Analyse
Le marché du blé tendre «à un moment de bascule»
Des analystes ont dû revoir leurs perspectives de niveau de prix du blé tendre sur Euronext, suite à leur récent repli.

En janvier 2019, le marché tablait encore sur une hausse des prix du blé tendre sur Euronext et en Fob Rouen (et ce, depuis l’été 2018), avec un pic entre février et mai 2019. Ce renchérissement a bien eu lieu jusqu’à janvier. Mais mi-février, les cours sur le marché à terme européen ont connu un mouvement de déprime, passant sous la barre des 200 €/t sur le rapproché. Certains analystes ont, depuis, mis de l’eau dans leur vin. « Le marché est à un moment de bascule. L’évolution des prix jusqu’à la fin de la campagne commerciale 2018/2019 va se jouer sur des éléments très techniques », observe Gabriel Omnès, analyste de Stratégie Grains. Agritel voit, aujourd’hui et à court terme, les cours sur Euronext difficilement passer la barre des 202-203 €/t, alors qu’il tablait sur un pic à 210-215 €/t précédemment sur 2018/2019. À l’inverse, Renaud de Kerpoisson, dirigeant du cabinet d’analyse Offre et demande agricole (ODA) n’exclut pas de voir « les prix s’enflammer sur la seconde partie de campagne 2018/2019 ».
Hausse de l’offre russe, vent de panique sur les marchés
Plusieurs éléments ont justifié la baisse des cours sur les semaines 7 et 8. Stratégie Grains évoque la révision à la hausse de l’offre russe, tout comme les bonnes conditions météorologiques actuelles dans le monde. Ce dernier estime désormais les expéditions russes à 35 Mt, contre 33 Mt en octobre 2018 (37 Mt, selon l’USDA). Agritel est d’accord avec le chiffre de Stratégie Grains, un peu moins sur l’explication de la baisse des prix. Michel Portier, son dirigeant, évoque une psychologie du marché actuellement baissière, en se basant sur l’analyse chartriste. « Lors des semaines 7 et 8, la zone de support des 200 €/t a été brisée, créant un vent de panique. Des ventes techniques sur Euronext sont survenues. Par ailleurs, le marché à terme européen reste très corrélé à Chicago. Et ce dernier a connu un net repli ces derniers jours, mouvement de baisse amplifié lui aussi par des ventes techniques. » Conséquence, les agriculteurs français sont ressortis ces dernières semaines, précise-t-il. Michel Portier rappelle que l’affolement du marché a comme point de départ le “shutdown” aux États-Unis. « Le manque d’informations a plutôt tendance à avoir un effet baissier sur les prix. » Le cabinet d’analyse ODA a fourni les mêmes justifications qu’Agritel concernant la baisse des prix, mais y voit un accident temporaire. Renaud de Kerpoisson s’attend à des exportations russes à seulement 32 Mt sur 2018/2019, et voit les fondamentaux du marché haussiers. « Bien que les conditions météorologiques soient actuellement favorables aux cultures, le ratio stock/consommation dans le monde (en excluant l’Inde et la Chine) entre 2018/2019 et 2019/2020 ne devrait évoluer que de 16,2 % à 16,4 %, car les possibles bonnes récoltes en 2019 viendraient seulement compenser les moins bonnes de 2018, et la demande progresse. »
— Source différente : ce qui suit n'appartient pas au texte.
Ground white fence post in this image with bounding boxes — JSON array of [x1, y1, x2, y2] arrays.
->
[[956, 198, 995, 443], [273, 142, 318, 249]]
Les exportations françaises s’accélèrent
Gabriel Omnès voit comme principal “driver” du marché le prix au départ de la Russie (Fob Novorossiysk), et ne s’attend pas à une volatilité exacerbée sur la seconde partie de la présente campagne. Mais il estime tout à fait possible une certaine tension sur les cours du blé tendre courant mars-avril sur Euronext. « La volatilité des prix devrait être comprise entre - 5 €/t à +10-15 €/t. Les exportations françaises redémarrent, et n’ont pas encore été “pricées” », ajoute Stratégie Grains. ODA confirme l’accélération des chargements hexagonaux, en direction notamment de l’Algérie, la Tunisie, l’Afrique subsaharienne et le Yémen. « Notre compétitivité est excellente. Un bateau était même en partance pour l’Indonésie, mais a été annulé il y a quinze jours […] Nos prix ne peuvent rester bas pendant longtemps », estime Renaud de Kerpoisson. Stratégie Grains table sur des exportations hexagonales 2018/2019 sur pays-tiers à 9,3 Mt, et ODA ne serait pas étonné de les voir à 9,5 Mt. FranceAgriMer misait, le 6 février, sur 8,85 Mt.